# NER Tagger
## subsection of _Semantic Analysis_

* Building an NER Tagger from Scratch
* Building an End-to-End NER Tagger with Our Trained NER Model
* Analyzing Semantic Representations
    1. Propositional Logic
    2. First Order Logic

In [None]:
import pandas as pd

dataset_path = '/data/ner_dataset.csv.gz' # need to import

df = pd.read_csv(dataset_path, compression='gzip', encoding='ISO-8859-1')
df = df.fillna(method='ffill')
df.info()

In [None]:
df.T

In [None]:
df['Sentence #'].nunique(), df.Word.nunique(), df.POS.nunique(), df.Tag.nunique()

In [None]:
df.Tag.value_counts()

In [None]:
def word2features(sent, i):
    word = sent[i][0]
    postag = sent[i][1]

    features = {
        'bias': 1.0,
        'word.lower()': word.lower(),
        'word[-3:]': word[-3:],
        'word[-2:]': word[-2:],
        'word.isupper()': word.isupper(),
        'word.istitle()': word.istitle(),
        'word.isdigit()': word.isdigit(),
        'postag': postag,
        'postag[:2]': postag[:2],
    }
    if i > 0:
        word1 = sent[i-1][0]
        postag1 = sent[i-1][1]
        features.update({
            '-1:word.lower()': word1.lower(),
            '-1:word.istitle()': word1.istitle(),
            '-1:word.isupper()': word1.isupper(),
            '-1:postag': postag1,
            '-1:postag[:2]': postag1[:2],
        })
    else:
        features['BOS'] = True

    if i < len(sent)-1:
        word1 = sent[i+1][0]
        postag1 = sent[i+1][1]
        features.update({
            '+1:word.lower()': word1.lower(),
            '+1:word.istitle()': word1.istitle(),
            '+1:word.isupper()': word1.isupper(),
            '+1:postag': postag1,
            '+1:postag[:2]': postag1[:2],
        })
    else:
        features['EOS'] = True

    return features

# convert input sentence into features
def sent2features(sent):
    return [word2features(sent, i) for i in range(len(sent))]

# get corresponding outcome NER tag label for input sentence
def sent2labels(sent):
    return [label for token, postag, label in sent]

In [None]:
agg_func = lambda s: [(w, p, t) for w, p, t in zip(s['Word'].values.tolist(),
                                                   s['POS'].values.tolist(), 
                                                   s['Tag'].values.tolist())]

In [None]:
grouped_df = df.groupby('Sentence #').apply(agg_func)

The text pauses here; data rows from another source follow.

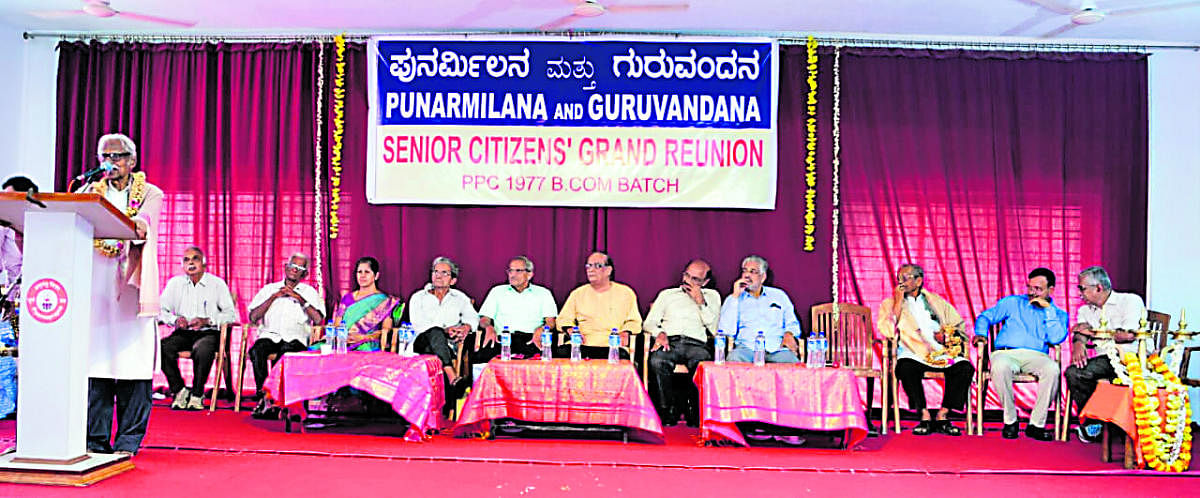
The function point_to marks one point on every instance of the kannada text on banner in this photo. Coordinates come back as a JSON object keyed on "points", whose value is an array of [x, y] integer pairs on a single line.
{"points": [[640, 123]]}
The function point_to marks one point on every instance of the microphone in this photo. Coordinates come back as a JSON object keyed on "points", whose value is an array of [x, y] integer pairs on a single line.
{"points": [[103, 167]]}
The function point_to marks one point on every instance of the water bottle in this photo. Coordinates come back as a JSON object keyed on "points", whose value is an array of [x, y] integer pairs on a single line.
{"points": [[576, 343], [342, 336], [547, 341], [505, 345], [330, 339], [613, 347], [760, 349], [822, 349], [719, 347]]}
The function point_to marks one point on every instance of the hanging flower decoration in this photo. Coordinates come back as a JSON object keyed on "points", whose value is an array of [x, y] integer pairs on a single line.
{"points": [[1165, 441], [810, 160], [109, 247], [335, 160]]}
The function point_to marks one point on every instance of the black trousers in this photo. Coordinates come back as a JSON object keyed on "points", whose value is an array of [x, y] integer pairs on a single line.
{"points": [[958, 382], [132, 414], [588, 352], [263, 349], [1081, 382], [684, 351], [437, 342], [202, 343], [522, 347]]}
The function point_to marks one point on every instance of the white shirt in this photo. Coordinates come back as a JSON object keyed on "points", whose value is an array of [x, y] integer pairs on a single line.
{"points": [[286, 319], [1121, 310], [426, 311], [520, 311], [676, 313], [209, 298]]}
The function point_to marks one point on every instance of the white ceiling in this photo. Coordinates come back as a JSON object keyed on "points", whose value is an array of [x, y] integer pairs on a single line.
{"points": [[935, 18]]}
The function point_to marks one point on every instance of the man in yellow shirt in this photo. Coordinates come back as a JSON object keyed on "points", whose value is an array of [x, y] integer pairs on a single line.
{"points": [[598, 307]]}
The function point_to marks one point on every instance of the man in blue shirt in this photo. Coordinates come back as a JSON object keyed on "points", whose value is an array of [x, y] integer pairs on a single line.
{"points": [[754, 307], [1031, 324]]}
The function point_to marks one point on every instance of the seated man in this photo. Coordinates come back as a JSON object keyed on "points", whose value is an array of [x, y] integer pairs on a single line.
{"points": [[599, 306], [522, 306], [755, 307], [931, 340], [1032, 323], [196, 304], [441, 316], [681, 319], [1123, 312], [286, 310]]}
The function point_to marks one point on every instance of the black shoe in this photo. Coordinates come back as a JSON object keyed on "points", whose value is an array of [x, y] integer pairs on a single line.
{"points": [[946, 427], [1038, 433], [1012, 431]]}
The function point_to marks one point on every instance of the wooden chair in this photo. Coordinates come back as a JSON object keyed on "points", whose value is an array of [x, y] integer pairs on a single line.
{"points": [[251, 331], [852, 346], [983, 376], [892, 346]]}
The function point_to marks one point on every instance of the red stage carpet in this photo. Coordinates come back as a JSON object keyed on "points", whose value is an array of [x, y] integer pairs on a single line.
{"points": [[202, 454]]}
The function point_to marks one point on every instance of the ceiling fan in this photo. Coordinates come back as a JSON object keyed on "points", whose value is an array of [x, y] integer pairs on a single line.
{"points": [[101, 9], [583, 9], [1089, 12]]}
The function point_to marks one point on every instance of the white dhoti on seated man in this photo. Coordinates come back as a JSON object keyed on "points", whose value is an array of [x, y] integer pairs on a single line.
{"points": [[124, 349]]}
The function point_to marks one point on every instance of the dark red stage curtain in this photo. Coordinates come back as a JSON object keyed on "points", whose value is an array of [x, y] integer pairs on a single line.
{"points": [[982, 166], [649, 246], [226, 130]]}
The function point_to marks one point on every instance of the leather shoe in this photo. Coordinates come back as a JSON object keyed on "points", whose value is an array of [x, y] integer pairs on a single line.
{"points": [[1011, 431], [1038, 433]]}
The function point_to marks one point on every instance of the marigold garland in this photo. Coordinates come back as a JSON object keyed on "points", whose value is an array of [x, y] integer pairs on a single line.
{"points": [[1165, 442], [109, 247], [335, 161], [810, 160]]}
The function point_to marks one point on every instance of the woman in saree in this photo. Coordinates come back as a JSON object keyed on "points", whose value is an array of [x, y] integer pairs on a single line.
{"points": [[365, 311]]}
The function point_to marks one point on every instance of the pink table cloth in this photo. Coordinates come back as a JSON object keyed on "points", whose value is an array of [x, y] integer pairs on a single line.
{"points": [[561, 391], [412, 385], [784, 395]]}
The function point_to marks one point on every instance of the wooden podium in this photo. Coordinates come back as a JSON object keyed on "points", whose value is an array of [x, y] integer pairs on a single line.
{"points": [[52, 390]]}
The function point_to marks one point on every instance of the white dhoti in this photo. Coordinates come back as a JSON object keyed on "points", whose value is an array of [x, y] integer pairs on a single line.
{"points": [[124, 346]]}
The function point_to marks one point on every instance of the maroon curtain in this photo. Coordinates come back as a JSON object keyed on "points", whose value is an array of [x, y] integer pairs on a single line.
{"points": [[981, 166], [649, 246], [226, 130]]}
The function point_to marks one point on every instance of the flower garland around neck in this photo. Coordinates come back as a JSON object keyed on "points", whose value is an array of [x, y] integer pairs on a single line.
{"points": [[1165, 442], [137, 196]]}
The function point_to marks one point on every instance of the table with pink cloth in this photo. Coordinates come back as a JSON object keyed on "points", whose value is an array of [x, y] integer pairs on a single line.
{"points": [[561, 391], [412, 385], [777, 394]]}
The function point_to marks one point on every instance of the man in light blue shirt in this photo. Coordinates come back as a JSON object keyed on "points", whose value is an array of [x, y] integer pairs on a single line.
{"points": [[754, 307], [1031, 324]]}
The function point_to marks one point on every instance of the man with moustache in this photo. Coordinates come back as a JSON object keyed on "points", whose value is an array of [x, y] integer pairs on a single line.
{"points": [[1032, 323], [681, 321], [599, 306], [124, 304], [196, 305], [521, 306]]}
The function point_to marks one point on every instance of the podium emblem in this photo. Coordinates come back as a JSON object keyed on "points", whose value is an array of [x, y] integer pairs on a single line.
{"points": [[47, 300]]}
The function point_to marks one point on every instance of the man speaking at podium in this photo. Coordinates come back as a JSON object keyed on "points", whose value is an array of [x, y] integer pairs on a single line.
{"points": [[124, 305]]}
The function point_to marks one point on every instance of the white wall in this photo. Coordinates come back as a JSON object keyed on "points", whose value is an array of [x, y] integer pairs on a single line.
{"points": [[28, 107]]}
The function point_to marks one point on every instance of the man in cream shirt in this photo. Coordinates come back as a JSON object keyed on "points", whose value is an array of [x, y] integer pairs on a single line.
{"points": [[681, 321]]}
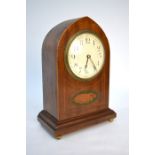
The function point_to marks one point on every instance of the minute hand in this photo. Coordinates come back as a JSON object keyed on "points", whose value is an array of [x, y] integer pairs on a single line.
{"points": [[93, 64]]}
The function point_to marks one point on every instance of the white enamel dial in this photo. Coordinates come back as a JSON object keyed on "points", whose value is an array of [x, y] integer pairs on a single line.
{"points": [[85, 55]]}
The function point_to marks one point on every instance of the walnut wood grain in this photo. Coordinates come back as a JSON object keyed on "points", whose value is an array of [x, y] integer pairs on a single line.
{"points": [[59, 86]]}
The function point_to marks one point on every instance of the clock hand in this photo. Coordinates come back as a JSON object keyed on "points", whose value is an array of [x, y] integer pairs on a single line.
{"points": [[93, 64], [88, 56]]}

sentences = [s for s in grouped_df]

In [None]:
# view sample annotated sentence from our dataset
sentences[0]

In [None]:
# view how each annotated tokenized sentence can be used for feat engineering w/ earlier defined fxn
sent2features(sentences[0][5:7])

In [None]:
sent2labels(sentences[0][5:7])

In [None]:
# prepared train and test datasets by feat engineering on input sentences
# getting corresponding NER tag labels
from sklearn.model_selection import train_test_split
import numpy as np

X = np.array([sent2features(s) for s in sentences])
y = np.array([sent2labels(s) for s in sentences])
X_train, X_test, y_train, y_test = train_test_split(X, y, test_size=0.25, random_state=42)
X_train.shape, X_test.shape

In [None]:
import sklearn_crfsuite

crf = sklearn_crfsuite.CRF(algorithm='lbfgs', 
                           c1=0.1, 
                           c2=0.1, 
                           max_iterations=100, 
                           all_possible_transitions=True, 
                           verbose=True)
# crf.fit(X_train, y_train)

In [None]:
# save model using following code
from sklearn.externals import joblib
joblib.dump(crf, 'ner_model.pkl')

# to load
# crf = joblib.load('ner_model.pkl')

In [None]:
# evaluate model performance for NER tagging on test data
# show sample prediction and actual labels
y_pred = crf.predict(X_test)
print(y_pred[0])

In [None]:
print(y_test[0])

In [None]:
# evaluate model performance on entire test dataset
# get key classification model performance metrics
from sklearn_crfsuite import metrics as crf_metrics

labels = list(crf.classes_)
labels.remove('O')
print(crf_metrics.flat_classification_report(y_test, y_pred, labels=labels))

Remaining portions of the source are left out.